I have been a nerd glasses wearer for about five to six years now. I have had three different versions. I really like them because they express personality and they are decorative. "This is not to say that all who wear nerd glasses have the same personality, but it does say something about one's personality," John Davis `07 said.

The irony of nerd glasses may indeed be their indifference to fashion -- they are utilitarian (after all, they're the type of glasses the United States Armed Forces distributes to recruits), and, if truly nerdy, may be duct-taped at the bridge.

But in spite of their practicality, they are a hot commodity; a trend evident everywhere, worn by those hoping to make a bit of a bold, curious fashion statement with their eyewear. These are certainly not the wire-rim glasses that seem transparent on the face; they are thick and obvious facial accessories.

As Joey Paulsen `07 said, "I'm trying to pose as a nerd, so people won't think I am one. "

The reasons that people choose these nerd glasses are varied. The first is to make a fashion statement. Many people wear them to look smart or just different. "I'm kind of a nerd anyway," Paulsen said when describing his choice to buy this particular style of eyewear.

Amy Trowbridge `05 asserted that nerd glasses are funkalicious, bold and advance the world of fashion.
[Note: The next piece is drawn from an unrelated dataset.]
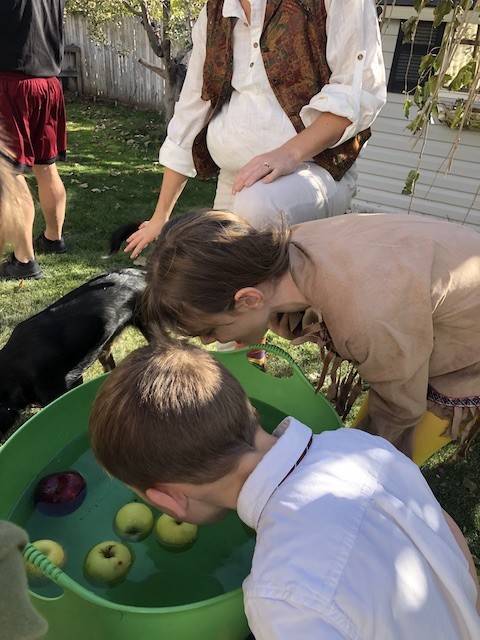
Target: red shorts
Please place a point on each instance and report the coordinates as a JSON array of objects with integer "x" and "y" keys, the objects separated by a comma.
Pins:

Ben Henry-Moreland `07 attributes his purchase of nerd glasses to an Elvis Costello kick in his junior year of high school and says that his glasses give the message, I'm too lazy to wear contacts.
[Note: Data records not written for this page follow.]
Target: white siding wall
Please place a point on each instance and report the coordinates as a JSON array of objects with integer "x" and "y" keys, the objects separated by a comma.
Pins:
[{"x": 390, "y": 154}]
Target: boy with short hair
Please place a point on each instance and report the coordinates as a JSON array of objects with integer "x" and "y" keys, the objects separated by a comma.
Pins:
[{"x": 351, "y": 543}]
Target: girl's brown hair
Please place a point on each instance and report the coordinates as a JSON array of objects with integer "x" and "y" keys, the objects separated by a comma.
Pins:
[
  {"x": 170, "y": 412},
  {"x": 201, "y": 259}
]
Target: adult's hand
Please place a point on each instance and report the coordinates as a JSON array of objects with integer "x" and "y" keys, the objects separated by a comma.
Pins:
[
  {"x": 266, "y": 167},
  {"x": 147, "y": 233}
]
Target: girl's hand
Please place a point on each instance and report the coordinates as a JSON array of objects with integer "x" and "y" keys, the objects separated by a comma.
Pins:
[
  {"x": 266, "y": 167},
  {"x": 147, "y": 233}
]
Other reasons cited for getting nerd glasses are metal allergies and the fact that they fit any face shape. The glasses are comfortable and you can hide behind them, said Jennifer Bynes `07.

According to Bynes, the resurrection of nerd glasses from the '60s started in Europe. Many will remember nerd glasses from pictures of their parents. Perhaps some parents and grandparents still sport these glasses, much to the horror and embarrassment of family members. But no longer. When Italian spectacle makers began to re-sell them in 1999, a new trend was born. The trend then traveled through Europe before hitting the U.S. market.
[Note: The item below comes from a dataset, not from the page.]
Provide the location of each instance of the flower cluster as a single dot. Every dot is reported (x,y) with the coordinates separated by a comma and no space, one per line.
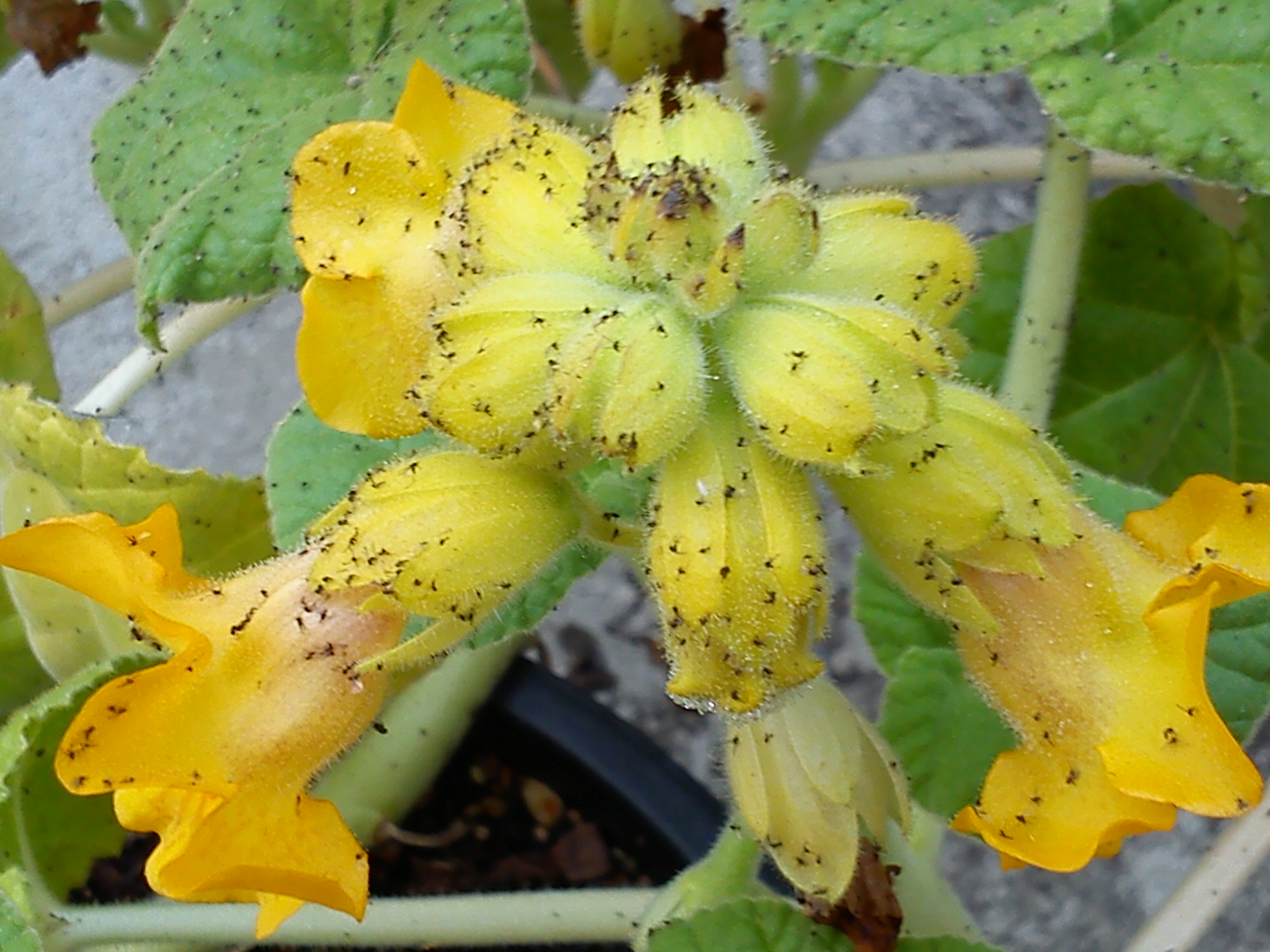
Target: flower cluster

"I love my nerd glasses because the styles from the '50s and '60s are back in style. They are very hipster," John Morrow `07 said.

Recently, the nerd glasses trend has been connected to the growing following of emotional or Emo music.

Though many nerd-glass wearers do not subscribe to the Emo movement, they comment that a large numbers of Emo listeners have nerd glasses.

The question arises: Are these glasses due more to the alternative music genre than to general fashion? If so, maybe they shouldn't be called nerd glasses. Should they perhaps be called Emo glasses? Indeed, nerd glasses can be associated with many trends, not just nerds.

Trowbridge suggests that we adopt a more politically correct, all-inclusive name, like nontraditional or alternative glasses. Regardless of name attributed, wearers of these hip glasses seem more than happy to sing their praises.

Most people, like Henry-Moreland, said that they had received more compliments than insults on their glasses. Trowbridge admitted, "I have made fun of people with nerd glasses in my days of yore. [I said things like], 'I saw those at the glasses store & in the trash can!'"

It looks like the days of insulting those with nerd glasses is gone for now, at least until fashionistas find a new trend.

I think that it is time to explore glasses shapes that have not yet been popularized, Trowbridge said. Perhaps a style deemed nerdy now will be the next big thing, like the nerd glasses fad of the moment. But for now, those who sport nerd glasses, we salute you.